First, the flannel assigns each node a /24 segment, e.g. the first node is 10.42.0.0/24, the second is 10.42.1.0/24, and so on. The pods in the node are then assigned addresses from this segment, for example, 10.42.0.50/24, whose default gateway is 10.42.0.1. These veth are added to the bridge of cni0. The principle of this part is the same as docker, but with a different name. There is also a corresponding iptables rule.

1
2
3
$ iptables-save | grep MASQUERADE
-A POSTROUTING -s 10.42.0.0/16 ! -d 224.0.0.0/4 -j MASQUERADE --random-fully
-A POSTROUTING ! -s 10.42.0.0/16 -d 10.42.0.0/16 -j MASQUERADE --random-fully

So, how is the inter-node network implemented?
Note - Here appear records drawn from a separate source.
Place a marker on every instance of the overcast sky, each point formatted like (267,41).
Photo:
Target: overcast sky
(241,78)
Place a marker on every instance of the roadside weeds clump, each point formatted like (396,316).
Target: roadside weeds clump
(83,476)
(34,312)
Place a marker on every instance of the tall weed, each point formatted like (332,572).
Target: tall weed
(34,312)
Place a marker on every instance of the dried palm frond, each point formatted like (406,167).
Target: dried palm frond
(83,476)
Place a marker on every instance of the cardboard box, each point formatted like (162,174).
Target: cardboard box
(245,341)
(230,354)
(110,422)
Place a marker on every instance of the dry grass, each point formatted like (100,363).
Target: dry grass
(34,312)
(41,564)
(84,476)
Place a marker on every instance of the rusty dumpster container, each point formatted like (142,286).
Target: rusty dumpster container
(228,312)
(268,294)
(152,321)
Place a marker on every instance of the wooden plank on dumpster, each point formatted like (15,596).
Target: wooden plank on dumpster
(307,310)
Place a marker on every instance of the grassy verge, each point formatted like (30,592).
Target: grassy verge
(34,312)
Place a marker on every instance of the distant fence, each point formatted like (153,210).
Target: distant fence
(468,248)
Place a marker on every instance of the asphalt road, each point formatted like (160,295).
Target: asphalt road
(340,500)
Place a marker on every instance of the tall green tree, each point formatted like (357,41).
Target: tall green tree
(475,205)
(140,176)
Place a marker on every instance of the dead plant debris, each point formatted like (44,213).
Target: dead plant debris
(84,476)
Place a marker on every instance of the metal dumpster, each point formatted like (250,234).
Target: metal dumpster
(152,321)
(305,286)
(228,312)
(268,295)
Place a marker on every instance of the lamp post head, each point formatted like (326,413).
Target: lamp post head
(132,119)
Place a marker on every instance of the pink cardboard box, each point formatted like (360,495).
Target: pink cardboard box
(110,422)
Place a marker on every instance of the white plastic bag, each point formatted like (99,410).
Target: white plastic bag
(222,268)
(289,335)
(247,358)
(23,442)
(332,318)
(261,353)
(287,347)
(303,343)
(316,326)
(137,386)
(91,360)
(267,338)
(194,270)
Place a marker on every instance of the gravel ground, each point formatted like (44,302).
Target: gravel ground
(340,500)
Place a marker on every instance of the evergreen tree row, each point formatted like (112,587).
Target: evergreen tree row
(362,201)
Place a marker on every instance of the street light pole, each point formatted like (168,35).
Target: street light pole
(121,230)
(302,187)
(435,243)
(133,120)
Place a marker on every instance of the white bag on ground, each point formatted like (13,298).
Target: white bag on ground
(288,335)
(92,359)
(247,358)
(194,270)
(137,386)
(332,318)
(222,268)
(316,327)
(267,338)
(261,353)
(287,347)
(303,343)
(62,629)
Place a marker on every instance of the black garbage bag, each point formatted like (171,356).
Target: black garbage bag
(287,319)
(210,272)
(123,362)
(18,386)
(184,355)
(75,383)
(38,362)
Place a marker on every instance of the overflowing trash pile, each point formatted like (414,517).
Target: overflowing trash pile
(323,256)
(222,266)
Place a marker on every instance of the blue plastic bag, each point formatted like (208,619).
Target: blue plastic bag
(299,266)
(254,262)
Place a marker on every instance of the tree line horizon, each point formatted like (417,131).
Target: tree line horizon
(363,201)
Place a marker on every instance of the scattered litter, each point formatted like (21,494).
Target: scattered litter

If we want to access the pod 10.42.1.51/24 of the second node from the first node pod 10.42.0.50/24, first, the pod will send to 10.42.0.1/24 according to the default route to reach cni0 of the first node, and then check the routing table.

1
2
3
$ ip r
10.42.0.0/24 dev cni0 proto kernel scope link src 10.42.0.1
10.42.1.0/24 via 10.42.1.0 dev flannel.1 onlink

As you can see, it will match the route 10.42.1.0/24 via 10.42.1.0 dev flannel.1. flannel.1 is a vxlan interface.

1
2
3
4
5
6
7
$ ip a show flannel.1
4: flannel.1: <BROADCAST,MULTICAST,UP,LOWER_UP> mtu 1450 qdisc noqueue state UNKNOWN group default
    link/ether b6:2f:39:4a:02:c0 brd ff:ff:ff:ff:ff:ff
    inet 10.42.0.0/32 scope global flannel.1
       valid_lft forever preferred_lft forever
    inet6 fe80::b42f:39ff:fe4a:2c0/64 scope link
       valid_lft forever preferred_lft forever

When this interface receives a packet, it queries fdb.

1
2
$ bridge fdb show brport flannel.1
...

This fdb includes the tuple (MAC address, IP address). When flannel.1 receives an Ethernet Frame, if the destination address matches the MAC address here, it will encapsulate the Eth Frame in UDP and send it to the destination IP address; otherwise, it will broadcast it in this table so that the second node will receive the packet and forward it to the actual pod.

Summary

To summarize the implementation of the k8s network interconnection: the nodes are bridged by a bridge, and the nodes are divided into subnets, which are routed through flannel gateways and interconnected by vxlan between flannel gateways.